BIVONGI – L’altra sera, come d’incanto, mi è capitato per le mani una vecchia pubblicazione a cura del Comune e del Centro anziani di Bivongi che tratta in modo molto dettagliato e comprensivo la gloriosa storia dell’artigianato e degli antichi mestieri allora molto diffusi, numerosi e variegati ed oggi purtroppo quasi tutti scomparsi. C’è da dire che negli anni 50 prima del terribile e continuo spopolamento dovuto all’emigrazione, le viuzze e le piazze di Bivongi paese ad alta vocazione agricola e artigiana, brulicavano di numerose botteghe artigianali e manufatturiere che oltre a rappresentare fonti di reddito e di ricchezza erano sedi di importante apprendistato per i giovani che nel doposcuola frequentavano assiduamente la bottega del mastro. Per non dire che rappresentavano luogo di accoglienza e di ritrovo per incontrare amici.
Prima di tutto nel libro doverosamente si evidenzia l’importante figura del mastro nella duplice veste di lavoratore e di istruttore dei numerosi discepoli. La moglie del mastro, caso strano, anche se non aveva i titoli e requisiti del caso veniva chiamata majistra o maddamma. I discepoli molto numerosi che non riuscivano a essere contenuti nei locali dovevano fare i turni, e a proposito di questo, il meccanico mastro Gimì che tornato dall’America aveva allestito una spaziosa e comoda officina deteneva il record di allievi che certe volte superavano anche le 20 unità.
La figura più caratteristica era quella del barbiere che per arrotondare il lunario faceva anche il calzolaio.
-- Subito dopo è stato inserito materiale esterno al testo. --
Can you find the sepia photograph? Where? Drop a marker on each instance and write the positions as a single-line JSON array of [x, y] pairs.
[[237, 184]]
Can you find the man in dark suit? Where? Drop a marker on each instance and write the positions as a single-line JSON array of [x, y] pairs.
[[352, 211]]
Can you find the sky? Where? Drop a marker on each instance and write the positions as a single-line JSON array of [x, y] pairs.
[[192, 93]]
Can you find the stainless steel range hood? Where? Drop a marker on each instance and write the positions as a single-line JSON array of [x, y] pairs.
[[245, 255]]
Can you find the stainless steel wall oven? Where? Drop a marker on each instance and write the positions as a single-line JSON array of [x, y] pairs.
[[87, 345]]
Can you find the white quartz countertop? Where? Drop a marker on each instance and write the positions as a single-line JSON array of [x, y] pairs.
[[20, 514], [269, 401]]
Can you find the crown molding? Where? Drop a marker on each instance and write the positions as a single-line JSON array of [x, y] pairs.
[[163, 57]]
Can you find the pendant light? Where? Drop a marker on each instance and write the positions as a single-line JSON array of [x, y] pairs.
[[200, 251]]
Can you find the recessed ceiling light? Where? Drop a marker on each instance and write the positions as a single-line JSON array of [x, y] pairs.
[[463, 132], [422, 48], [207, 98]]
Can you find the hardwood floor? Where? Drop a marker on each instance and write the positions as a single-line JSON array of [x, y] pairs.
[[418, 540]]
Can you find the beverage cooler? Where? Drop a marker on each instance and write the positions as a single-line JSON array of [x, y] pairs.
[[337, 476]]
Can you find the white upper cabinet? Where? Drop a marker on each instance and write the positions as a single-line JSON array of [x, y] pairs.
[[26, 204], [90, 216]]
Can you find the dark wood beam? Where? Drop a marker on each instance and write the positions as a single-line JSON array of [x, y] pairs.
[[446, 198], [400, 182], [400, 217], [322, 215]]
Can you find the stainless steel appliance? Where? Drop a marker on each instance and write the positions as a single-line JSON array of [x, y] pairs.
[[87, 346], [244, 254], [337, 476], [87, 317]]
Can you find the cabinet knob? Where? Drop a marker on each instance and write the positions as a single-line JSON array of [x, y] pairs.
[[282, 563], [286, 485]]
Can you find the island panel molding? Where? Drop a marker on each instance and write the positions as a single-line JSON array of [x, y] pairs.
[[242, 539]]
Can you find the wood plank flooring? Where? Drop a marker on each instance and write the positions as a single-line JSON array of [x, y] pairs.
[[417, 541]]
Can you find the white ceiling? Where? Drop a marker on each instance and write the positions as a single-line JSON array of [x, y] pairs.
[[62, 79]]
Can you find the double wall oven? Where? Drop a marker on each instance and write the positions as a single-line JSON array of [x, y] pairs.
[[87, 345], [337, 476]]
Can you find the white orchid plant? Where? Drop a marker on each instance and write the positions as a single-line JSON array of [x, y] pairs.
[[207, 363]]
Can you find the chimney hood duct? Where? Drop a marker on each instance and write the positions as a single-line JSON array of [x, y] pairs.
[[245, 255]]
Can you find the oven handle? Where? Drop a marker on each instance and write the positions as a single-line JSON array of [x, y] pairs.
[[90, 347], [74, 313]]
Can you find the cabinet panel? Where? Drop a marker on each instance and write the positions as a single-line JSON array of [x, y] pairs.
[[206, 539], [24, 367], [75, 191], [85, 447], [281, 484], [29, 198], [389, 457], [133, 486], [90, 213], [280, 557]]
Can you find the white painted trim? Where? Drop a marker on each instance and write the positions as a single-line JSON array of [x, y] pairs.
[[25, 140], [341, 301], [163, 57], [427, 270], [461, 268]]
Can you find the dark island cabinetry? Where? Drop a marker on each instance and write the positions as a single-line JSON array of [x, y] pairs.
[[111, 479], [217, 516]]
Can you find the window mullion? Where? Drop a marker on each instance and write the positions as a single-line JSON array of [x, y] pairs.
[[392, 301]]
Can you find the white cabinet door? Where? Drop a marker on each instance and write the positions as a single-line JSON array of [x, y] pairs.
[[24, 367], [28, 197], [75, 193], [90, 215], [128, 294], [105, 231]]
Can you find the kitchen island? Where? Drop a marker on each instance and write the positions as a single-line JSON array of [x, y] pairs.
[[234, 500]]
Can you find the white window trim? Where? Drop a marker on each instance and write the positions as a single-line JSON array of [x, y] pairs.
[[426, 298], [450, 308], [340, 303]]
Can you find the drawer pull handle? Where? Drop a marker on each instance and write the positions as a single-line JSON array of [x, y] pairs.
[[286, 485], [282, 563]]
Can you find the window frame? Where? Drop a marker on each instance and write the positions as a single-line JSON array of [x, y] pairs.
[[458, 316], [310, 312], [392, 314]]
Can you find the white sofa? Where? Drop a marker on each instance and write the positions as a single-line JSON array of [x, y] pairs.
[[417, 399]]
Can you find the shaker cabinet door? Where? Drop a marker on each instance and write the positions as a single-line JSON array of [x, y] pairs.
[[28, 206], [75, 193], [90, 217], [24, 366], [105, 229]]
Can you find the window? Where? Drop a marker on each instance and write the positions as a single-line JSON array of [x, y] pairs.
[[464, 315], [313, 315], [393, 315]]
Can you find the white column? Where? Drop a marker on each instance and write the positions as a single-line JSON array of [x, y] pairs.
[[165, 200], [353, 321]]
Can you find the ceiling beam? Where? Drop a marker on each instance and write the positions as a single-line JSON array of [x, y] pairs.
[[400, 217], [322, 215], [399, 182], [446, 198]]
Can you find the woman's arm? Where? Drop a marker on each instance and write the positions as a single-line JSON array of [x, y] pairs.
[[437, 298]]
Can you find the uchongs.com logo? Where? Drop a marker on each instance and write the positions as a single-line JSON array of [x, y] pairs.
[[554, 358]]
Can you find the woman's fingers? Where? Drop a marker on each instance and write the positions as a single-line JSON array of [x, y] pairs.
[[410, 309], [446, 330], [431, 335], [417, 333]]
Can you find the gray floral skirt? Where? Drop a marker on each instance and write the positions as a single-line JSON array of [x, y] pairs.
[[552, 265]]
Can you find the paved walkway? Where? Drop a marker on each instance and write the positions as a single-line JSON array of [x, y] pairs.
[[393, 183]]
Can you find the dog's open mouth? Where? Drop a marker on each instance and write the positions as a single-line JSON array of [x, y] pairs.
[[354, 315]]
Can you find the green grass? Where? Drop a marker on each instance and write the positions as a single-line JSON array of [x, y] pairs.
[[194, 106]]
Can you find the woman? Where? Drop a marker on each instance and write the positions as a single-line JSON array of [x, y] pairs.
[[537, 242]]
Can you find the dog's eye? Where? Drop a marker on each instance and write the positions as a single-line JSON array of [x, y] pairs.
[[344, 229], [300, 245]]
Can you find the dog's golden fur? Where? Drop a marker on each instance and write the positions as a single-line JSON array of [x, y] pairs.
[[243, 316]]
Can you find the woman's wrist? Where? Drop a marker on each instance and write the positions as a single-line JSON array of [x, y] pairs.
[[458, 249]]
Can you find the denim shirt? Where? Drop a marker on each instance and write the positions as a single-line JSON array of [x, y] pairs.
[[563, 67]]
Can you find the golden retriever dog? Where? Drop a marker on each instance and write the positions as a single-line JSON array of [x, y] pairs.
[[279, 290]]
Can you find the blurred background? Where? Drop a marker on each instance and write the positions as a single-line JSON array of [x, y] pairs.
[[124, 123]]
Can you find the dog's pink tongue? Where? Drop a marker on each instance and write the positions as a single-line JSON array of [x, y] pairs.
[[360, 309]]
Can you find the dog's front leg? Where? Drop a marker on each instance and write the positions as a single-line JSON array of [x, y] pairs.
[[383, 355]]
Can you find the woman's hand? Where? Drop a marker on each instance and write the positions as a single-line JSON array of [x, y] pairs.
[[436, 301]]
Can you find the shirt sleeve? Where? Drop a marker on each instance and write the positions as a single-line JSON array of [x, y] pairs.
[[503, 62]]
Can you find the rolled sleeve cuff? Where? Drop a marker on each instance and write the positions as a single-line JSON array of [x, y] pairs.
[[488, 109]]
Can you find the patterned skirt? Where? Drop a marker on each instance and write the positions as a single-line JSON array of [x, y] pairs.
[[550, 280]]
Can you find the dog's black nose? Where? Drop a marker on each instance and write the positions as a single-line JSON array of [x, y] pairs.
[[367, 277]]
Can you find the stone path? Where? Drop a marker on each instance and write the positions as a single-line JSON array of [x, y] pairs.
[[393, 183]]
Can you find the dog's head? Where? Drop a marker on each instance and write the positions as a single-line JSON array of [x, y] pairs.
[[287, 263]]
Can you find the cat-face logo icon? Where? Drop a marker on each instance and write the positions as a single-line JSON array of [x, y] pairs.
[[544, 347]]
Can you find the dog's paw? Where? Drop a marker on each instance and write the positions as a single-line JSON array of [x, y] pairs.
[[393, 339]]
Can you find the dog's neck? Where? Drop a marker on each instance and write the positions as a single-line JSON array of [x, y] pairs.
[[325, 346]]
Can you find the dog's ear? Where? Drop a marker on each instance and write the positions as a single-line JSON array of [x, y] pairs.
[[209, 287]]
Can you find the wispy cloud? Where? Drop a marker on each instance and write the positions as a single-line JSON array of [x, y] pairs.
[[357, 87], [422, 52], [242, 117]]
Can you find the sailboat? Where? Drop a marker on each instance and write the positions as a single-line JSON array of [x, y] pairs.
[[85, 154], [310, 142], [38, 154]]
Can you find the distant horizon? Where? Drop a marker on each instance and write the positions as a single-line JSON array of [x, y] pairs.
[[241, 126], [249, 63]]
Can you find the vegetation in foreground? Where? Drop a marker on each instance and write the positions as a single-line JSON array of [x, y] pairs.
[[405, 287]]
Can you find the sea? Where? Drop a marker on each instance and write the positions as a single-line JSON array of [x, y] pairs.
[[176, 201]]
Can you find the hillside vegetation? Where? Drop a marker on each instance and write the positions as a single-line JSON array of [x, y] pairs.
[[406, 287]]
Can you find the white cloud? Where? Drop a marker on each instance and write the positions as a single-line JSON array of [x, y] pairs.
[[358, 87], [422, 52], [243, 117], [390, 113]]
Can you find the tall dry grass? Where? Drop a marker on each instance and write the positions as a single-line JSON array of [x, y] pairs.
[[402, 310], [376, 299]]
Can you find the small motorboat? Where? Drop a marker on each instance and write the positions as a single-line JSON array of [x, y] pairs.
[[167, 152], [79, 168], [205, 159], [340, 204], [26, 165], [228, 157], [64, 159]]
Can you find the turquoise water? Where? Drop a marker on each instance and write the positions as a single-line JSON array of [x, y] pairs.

Uno degli ultimi è stato il barbiere mastro Francesco Bombardieri il quale lavorò fino a tarda età tanto che per carenza di suoi colleghi si era meritato il titolo di barbiere dei giovani. Tra i tanti aneddoti che mi raccontava mentre mi tagliava i capelli ricordo quello che quando nella maggior parte dei casi i clienti erano impossibilitati di pagare si ricorreva al geniale utilizzo del baratto compensando il suo lavoro con qualche giornata di lavoro nei campi.
Non c’è spazio per indicare i moltissimi mestieri e mi limito a citarne alcuni come il fabbro, il falegname, le tessitrici e ricamatrici, il carbonaio, il maniscalco, il cestaio, lo stagnino, e per gli altri, anche leggere le dettagliate descrizioni vi invito a recarvi in biblioteca. Concludo esprimendo tutta la mia gratitudine al sindaco del tempo Ernesto Riggio e alla dottoressa Lucia Murace che con questa geniale idea che li ha portati a realizzare un’opera veramente unica del genere, istruttiva e rievocativa, hanno permesso una rievocazione ormai persa. Invito tutti, specialmente i giovani ad andare in biblioteca per leggere la storia gloriosa dei nostri avi e così riflettere che si stava meglio quando si stava peggio.